District introduces new techonolgy initiative

Senior Mike Eshnaur using his computer for research during class.  Source: April Martin-Hansen
Senior Mike Eshnaur using his computer for research during class.
Source: April Martin-Hansen

This year  the district introduced the ‘Bring Your Own Device Initiative’ to see how it would affect learning. B.Y.O.D. asks students to bring portable laptops or iPads with keyboards to school for use in the classroom.

This new system is encouraging students to become more adept at working with technology and learning online. The initiative is a positive improvement for many, but for some doing math on a website or practicing flashcards online isn’t the best learning situation.

For many auditory and kinesthetic learners, the computerized learning isn’t effective. A computer can be a helpful asset, but for learning fractions and studying french it can be more of a curse than a blessing.

Although there are a few downfalls, many are optimistic about the positive impact the B.Y.O.D. initiative may bring. Annabel Rorden, an SLVHS counselor said, “I think that for different learners, the B.Y.O.D. Initiative will add new learning styles and capabilities.”

For others, the downfalls outweigh the upsides. Staring at a screen while trying to complete a difficult test just will not be condusive to success for many auditory learners.

If students aren’t able to get a laptop for whatever reason, the school has several Chromebook carts and extended library times for afterschool computer use. The District also offers reduced prices for certain laptops as well as low cost internet service options.
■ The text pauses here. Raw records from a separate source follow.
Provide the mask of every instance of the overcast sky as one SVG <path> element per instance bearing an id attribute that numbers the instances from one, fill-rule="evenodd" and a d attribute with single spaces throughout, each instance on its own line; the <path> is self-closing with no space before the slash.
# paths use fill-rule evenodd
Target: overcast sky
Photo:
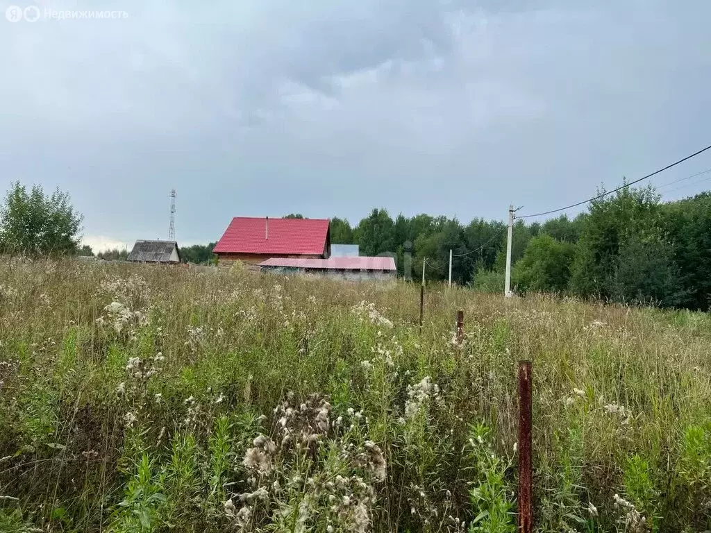
<path id="1" fill-rule="evenodd" d="M 67 190 L 95 245 L 167 237 L 172 188 L 181 243 L 235 215 L 468 222 L 711 144 L 707 0 L 11 3 L 41 16 L 0 18 L 0 188 Z"/>

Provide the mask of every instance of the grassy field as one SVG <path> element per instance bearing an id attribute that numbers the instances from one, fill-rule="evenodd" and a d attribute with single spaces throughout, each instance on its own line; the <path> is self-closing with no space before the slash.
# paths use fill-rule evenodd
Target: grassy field
<path id="1" fill-rule="evenodd" d="M 456 311 L 466 340 L 453 343 Z M 711 319 L 240 271 L 0 264 L 0 531 L 711 529 Z"/>

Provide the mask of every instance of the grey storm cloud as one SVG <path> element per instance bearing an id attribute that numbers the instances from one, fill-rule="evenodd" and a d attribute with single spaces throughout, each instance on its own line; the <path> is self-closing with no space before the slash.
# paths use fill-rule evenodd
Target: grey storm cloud
<path id="1" fill-rule="evenodd" d="M 237 215 L 501 219 L 711 139 L 702 0 L 37 5 L 127 14 L 0 20 L 0 185 L 68 190 L 87 237 L 165 236 L 172 188 L 184 242 Z"/>

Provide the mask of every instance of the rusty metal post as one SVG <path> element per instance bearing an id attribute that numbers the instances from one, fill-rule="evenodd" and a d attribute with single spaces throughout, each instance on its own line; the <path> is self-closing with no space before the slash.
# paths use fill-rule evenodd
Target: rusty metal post
<path id="1" fill-rule="evenodd" d="M 531 465 L 531 362 L 518 362 L 518 530 L 533 531 Z"/>
<path id="2" fill-rule="evenodd" d="M 419 333 L 422 333 L 422 313 L 424 310 L 424 284 L 419 286 Z"/>
<path id="3" fill-rule="evenodd" d="M 456 343 L 464 340 L 464 311 L 456 312 Z"/>

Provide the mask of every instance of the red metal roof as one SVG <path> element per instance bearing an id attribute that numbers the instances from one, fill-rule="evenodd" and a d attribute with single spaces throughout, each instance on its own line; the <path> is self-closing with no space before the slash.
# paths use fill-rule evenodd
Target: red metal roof
<path id="1" fill-rule="evenodd" d="M 328 219 L 235 217 L 213 252 L 322 255 L 328 234 Z"/>
<path id="2" fill-rule="evenodd" d="M 327 259 L 272 257 L 262 261 L 260 266 L 287 266 L 296 269 L 328 269 L 345 270 L 395 271 L 395 260 L 392 257 L 341 257 Z"/>

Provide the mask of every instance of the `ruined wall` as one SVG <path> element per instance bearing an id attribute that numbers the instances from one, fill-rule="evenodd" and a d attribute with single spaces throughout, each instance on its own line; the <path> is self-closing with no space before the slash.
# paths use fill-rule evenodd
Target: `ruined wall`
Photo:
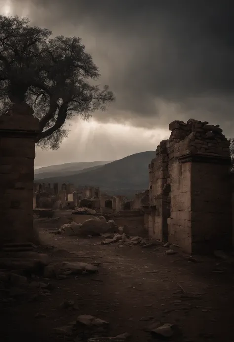
<path id="1" fill-rule="evenodd" d="M 169 129 L 169 139 L 161 142 L 149 165 L 149 234 L 188 253 L 228 248 L 229 142 L 218 125 L 208 122 L 175 121 Z"/>
<path id="2" fill-rule="evenodd" d="M 99 187 L 84 187 L 83 190 L 83 197 L 84 198 L 93 198 L 94 197 L 100 198 L 100 188 Z"/>
<path id="3" fill-rule="evenodd" d="M 141 193 L 137 193 L 131 203 L 132 210 L 138 210 L 146 205 L 149 206 L 149 190 Z"/>
<path id="4" fill-rule="evenodd" d="M 0 117 L 0 244 L 32 242 L 37 119 L 26 103 Z"/>
<path id="5" fill-rule="evenodd" d="M 112 197 L 112 209 L 116 212 L 123 210 L 123 206 L 126 200 L 126 196 L 113 196 Z"/>

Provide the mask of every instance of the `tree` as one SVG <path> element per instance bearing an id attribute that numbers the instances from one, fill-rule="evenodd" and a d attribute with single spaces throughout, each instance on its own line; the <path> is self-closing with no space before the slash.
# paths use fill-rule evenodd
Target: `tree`
<path id="1" fill-rule="evenodd" d="M 0 102 L 26 102 L 39 120 L 36 143 L 57 149 L 68 133 L 64 124 L 76 115 L 88 119 L 114 100 L 81 39 L 51 38 L 49 30 L 31 27 L 27 18 L 0 16 Z"/>
<path id="2" fill-rule="evenodd" d="M 234 173 L 234 138 L 230 138 L 229 141 L 230 145 L 229 149 L 230 150 L 231 160 L 232 162 L 232 167 L 231 172 L 232 173 Z"/>

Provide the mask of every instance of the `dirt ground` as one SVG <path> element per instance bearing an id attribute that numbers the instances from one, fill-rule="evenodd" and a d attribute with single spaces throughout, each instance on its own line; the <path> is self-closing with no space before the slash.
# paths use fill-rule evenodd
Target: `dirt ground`
<path id="1" fill-rule="evenodd" d="M 161 245 L 119 248 L 118 243 L 100 244 L 101 237 L 49 233 L 43 230 L 42 238 L 55 248 L 41 251 L 52 261 L 99 262 L 98 273 L 53 280 L 54 289 L 35 301 L 1 303 L 1 342 L 61 341 L 55 328 L 81 314 L 108 321 L 109 336 L 127 332 L 134 342 L 159 341 L 144 331 L 153 319 L 176 325 L 181 335 L 173 341 L 234 342 L 230 260 L 197 257 L 193 261 L 201 262 L 191 262 L 179 253 L 166 255 Z M 64 300 L 74 301 L 76 309 L 60 308 Z"/>

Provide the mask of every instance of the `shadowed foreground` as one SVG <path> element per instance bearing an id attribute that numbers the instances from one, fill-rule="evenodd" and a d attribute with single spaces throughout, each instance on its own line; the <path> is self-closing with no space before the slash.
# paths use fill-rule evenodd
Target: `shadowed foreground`
<path id="1" fill-rule="evenodd" d="M 3 298 L 2 342 L 85 341 L 56 330 L 83 314 L 109 322 L 104 336 L 127 332 L 132 341 L 160 341 L 160 336 L 144 330 L 155 321 L 176 325 L 180 332 L 171 338 L 173 341 L 234 341 L 230 259 L 197 262 L 178 254 L 167 255 L 160 245 L 119 248 L 118 243 L 100 244 L 102 238 L 80 239 L 49 232 L 44 230 L 42 237 L 55 248 L 40 251 L 52 261 L 100 263 L 98 272 L 49 280 L 36 277 L 32 288 L 39 282 L 51 285 L 32 295 L 27 291 Z"/>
Senior Priscilla Unti said, “I don’t think this is great because the cost for families is too high. I pay for my own things and am not going to ask my parents to buy me a laptop,”

Luckily, elementary students don’t have to worry quite yet – only sixth through twelfth graders will need a laptop for school.

Unti also added that “Using devices in math classes makes more sense because that is how some colleges are teaching now, but it makes it much easier for students to cheat and be off task with a laptop than with a notebook.”

Though there are reasons for this fast-track to tech city, not many actually know what those reasons are. The B.Y.O.D. is aimed at prepararing students for college and adult situations where they might need to know how to use technology.

The school’s introduction of B.Y.O.D also stems from a desire to teach responsibility and belonging awareness, as the school will not be held responsible for broken, lost or stolen devices.

Although this new way to teach and learn is difficult or costly for some students, the administrators seem to think that the school should try to give it their best shot and forge ahead into the age of technology.

It may be difficult now, but new skills are always good thing. The technological skills that students will gain are just another tool for their use in future careers and life in the 21st century.